Bauer Researchers Honored for Sales Force Productivity Insights
Published on May 14, 2019
How do mergers and acquisitions affect a company’s sales force? Does it work to train selective members of a sales team?
Bauer College researchers are known for leadership in the field of selling and sales management. Professor Michael Ahearne and two doctoral alumni were honored this spring for research that answers important questions about sales force productivity.

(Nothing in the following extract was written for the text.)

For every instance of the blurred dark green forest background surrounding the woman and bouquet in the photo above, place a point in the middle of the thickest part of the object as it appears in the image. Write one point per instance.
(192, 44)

Raghu Bommaraju, who earned his Ph.D. at Bauer in 2017 and is now an assistant professor of marketing at Indian School of Business, was awarded the 2019 American Marketing Association (AMA) Sales SIG Doctoral Dissertation Award for his dissertation titled, “The Impact of Mergers and Acquisitions on the Sales Force.” Bommaraju’s work considers how a highly regarded company’s sales force responds when the company acquires or merges with a less well regarded firm, and how the negative consequences of such a transaction can be mitigated through effective managerial communications.

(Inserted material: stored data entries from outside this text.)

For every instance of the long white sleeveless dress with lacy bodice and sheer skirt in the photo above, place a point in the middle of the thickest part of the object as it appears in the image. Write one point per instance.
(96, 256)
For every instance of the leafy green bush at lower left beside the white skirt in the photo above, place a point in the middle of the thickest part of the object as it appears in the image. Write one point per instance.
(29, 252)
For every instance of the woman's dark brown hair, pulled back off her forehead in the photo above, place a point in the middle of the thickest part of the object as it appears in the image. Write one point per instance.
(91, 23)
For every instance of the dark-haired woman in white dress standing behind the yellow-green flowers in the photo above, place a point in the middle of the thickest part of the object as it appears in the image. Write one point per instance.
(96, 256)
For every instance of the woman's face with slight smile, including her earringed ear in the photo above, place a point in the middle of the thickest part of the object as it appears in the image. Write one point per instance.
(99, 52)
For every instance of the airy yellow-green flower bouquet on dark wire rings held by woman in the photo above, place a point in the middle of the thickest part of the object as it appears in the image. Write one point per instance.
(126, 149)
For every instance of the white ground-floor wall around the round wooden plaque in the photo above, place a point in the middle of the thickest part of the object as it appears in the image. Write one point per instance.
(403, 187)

Ahearne and Yashar Atefi, who earned his Ph.D. at Bauer in 2016 and is now an assistant professor of marketing at Louisiana State University, were honored with the 2019 AMA Sales SIG Excellence in Research Award, which recognizes the journal article published during the previous year that has made the most significant contribution to the sales discipline. Atefi and Ahearne, along with colleagues James Maxham III, D. Todd Donavan and Brad Carlson, were recognized for their Journal of Marketing Research article, “Does Selective Sales Force Training Work?” Given the costs of training a full sales force, this research considers the conditions under which it may be effective to train only a subset of the sales force and reach other salespeople through the spillover of this training.
This is the fifth consecutive year (2015-2019) that Bauer faculty or doctoral alums have won the AMA Sales SIG Excellence in Research Award. Bauer also has had a strong history of producing work honored with the AMA Sales SIG dissertation award, winning in 2006, 2007, 2008, 2009, and in 2013, 2014 and 2015 (and the 2018 winner was supervised by a Bauer alum).